As bad as it was, the destruction in Manhattan—nestled in the apex of New York Harbor—was only the half of it. Farther out, the water hit with even more force. In Breezy Point, a seaside community in Queens, 10-foot waves rolled off the open ocean and flooded the entire peninsula. Then came the fires. Sparked by contact between saltwater and live wires, flames engulfed more than 120 houses in mere hours. Meanwhile, the storm surge pulled off feats of impossible strength typically reserved for Hollywood special effects: It swept away cars, dropped a fishing yacht on top of a seafood restaurant, and piled up sailboats like a stack of children’s bath toys. It also killed—drowning, crushing, and sweeping people away.
By the time the water level peaked, the tide was 9 feet higher than usual. The storm surge had claimed 43 lives, destroyed thousands of homes, crippled New York’s public transit system, and cut off power to two million residents. The damage would cost at least $70 billion to fix.
Lastly, the storm set off a panic in local governments up and down the East Coast. New York was caught unprepared, but it wasn’t alone in its failure to brace for the inevitability of an extreme flood. From Atlanta to Portland, few cities were ready for an assault like Sandy. Now, four years later, scientists and city officials are still asking the same white-knuckled question: Are we ready for when it happens here?
For Julie Wormser, Sandy hit at just the right time. As the executive director of the Boston Harbor Association, her job was to make Boston wake up to the reality of flood risks. Sandy, she believed, was going to make her work easier.
When New York flooded, Wormser was finishing her report about the risks Boston faces due to sea-level rise and storm surges. It was a valuable resource, she knew, but would anybody read it?

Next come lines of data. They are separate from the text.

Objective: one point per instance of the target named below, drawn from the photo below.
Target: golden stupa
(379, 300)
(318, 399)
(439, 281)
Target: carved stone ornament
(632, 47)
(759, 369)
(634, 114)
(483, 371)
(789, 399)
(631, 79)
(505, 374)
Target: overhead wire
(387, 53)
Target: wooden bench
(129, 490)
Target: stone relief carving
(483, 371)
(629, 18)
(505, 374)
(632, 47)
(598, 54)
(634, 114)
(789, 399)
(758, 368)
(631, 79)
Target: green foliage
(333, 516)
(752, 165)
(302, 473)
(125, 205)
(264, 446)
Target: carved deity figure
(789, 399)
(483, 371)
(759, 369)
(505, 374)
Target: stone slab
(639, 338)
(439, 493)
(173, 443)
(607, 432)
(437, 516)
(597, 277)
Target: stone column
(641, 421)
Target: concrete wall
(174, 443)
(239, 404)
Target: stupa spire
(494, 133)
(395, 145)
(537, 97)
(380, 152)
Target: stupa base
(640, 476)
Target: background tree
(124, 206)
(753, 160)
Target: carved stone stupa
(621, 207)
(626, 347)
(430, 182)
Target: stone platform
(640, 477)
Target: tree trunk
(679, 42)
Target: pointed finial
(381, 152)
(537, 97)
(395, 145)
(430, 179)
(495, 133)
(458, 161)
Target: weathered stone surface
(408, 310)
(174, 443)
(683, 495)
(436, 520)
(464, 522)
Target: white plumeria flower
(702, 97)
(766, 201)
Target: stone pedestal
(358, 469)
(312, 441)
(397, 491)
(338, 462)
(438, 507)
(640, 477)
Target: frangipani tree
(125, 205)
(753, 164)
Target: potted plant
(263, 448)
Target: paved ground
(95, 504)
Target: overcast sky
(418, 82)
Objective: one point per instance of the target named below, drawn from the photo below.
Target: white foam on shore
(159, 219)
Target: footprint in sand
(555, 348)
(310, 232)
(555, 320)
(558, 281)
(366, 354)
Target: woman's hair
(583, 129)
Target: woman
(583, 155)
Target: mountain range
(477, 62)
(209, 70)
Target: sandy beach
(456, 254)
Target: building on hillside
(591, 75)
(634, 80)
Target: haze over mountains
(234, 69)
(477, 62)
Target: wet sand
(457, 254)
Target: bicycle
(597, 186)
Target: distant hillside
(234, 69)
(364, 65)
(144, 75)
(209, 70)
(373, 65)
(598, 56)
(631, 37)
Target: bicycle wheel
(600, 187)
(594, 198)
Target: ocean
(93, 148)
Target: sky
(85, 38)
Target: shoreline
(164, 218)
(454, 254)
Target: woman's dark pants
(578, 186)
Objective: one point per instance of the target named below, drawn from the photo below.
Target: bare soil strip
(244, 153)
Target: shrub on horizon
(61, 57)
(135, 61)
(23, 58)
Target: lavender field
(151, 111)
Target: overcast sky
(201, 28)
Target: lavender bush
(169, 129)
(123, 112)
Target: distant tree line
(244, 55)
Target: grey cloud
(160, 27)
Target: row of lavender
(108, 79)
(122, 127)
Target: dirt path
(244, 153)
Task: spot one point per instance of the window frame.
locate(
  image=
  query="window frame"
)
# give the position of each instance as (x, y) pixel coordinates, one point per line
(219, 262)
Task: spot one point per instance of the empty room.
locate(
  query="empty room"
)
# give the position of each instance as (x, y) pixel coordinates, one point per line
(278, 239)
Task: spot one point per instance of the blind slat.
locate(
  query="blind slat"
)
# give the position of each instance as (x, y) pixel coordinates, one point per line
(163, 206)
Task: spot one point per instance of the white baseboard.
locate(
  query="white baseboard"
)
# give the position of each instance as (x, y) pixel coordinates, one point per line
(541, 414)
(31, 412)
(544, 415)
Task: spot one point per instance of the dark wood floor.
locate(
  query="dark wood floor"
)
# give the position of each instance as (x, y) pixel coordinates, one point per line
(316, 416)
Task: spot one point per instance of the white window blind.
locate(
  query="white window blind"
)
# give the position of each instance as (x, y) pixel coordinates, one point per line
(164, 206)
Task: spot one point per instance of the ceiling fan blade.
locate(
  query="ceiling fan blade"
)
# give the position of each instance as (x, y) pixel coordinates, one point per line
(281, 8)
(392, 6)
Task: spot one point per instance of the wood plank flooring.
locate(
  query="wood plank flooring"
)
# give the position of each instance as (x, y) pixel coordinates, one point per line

History wasn’t exactly on her side. Two years earlier, the BHA had released maps showing how much of Boston might flood in a huge storm. The most extreme map illustrated a worst-case scenario, and it looked terrible. Showing different flood depths color-coded in yellow, pink, orange, and dark blue, the map looked as if cans of neon paint had been spilled all over it. Fort Point and the Seaport were covered in pink (meaning flood depths of 2 to 4 feet) with a few blotches of dark blue (flooding greater than 6 feet). Parts of the downtown waterfront were orange (4 to 6 feet). Charlestown, East Boston, and Logan Airport were pink, yellow (up to 2 feet), and orange. The streets of the Back Bay were multicolored canals. The map also showed flooding in surrounding communities: Somerville, Everett, Chelsea, and Quincy.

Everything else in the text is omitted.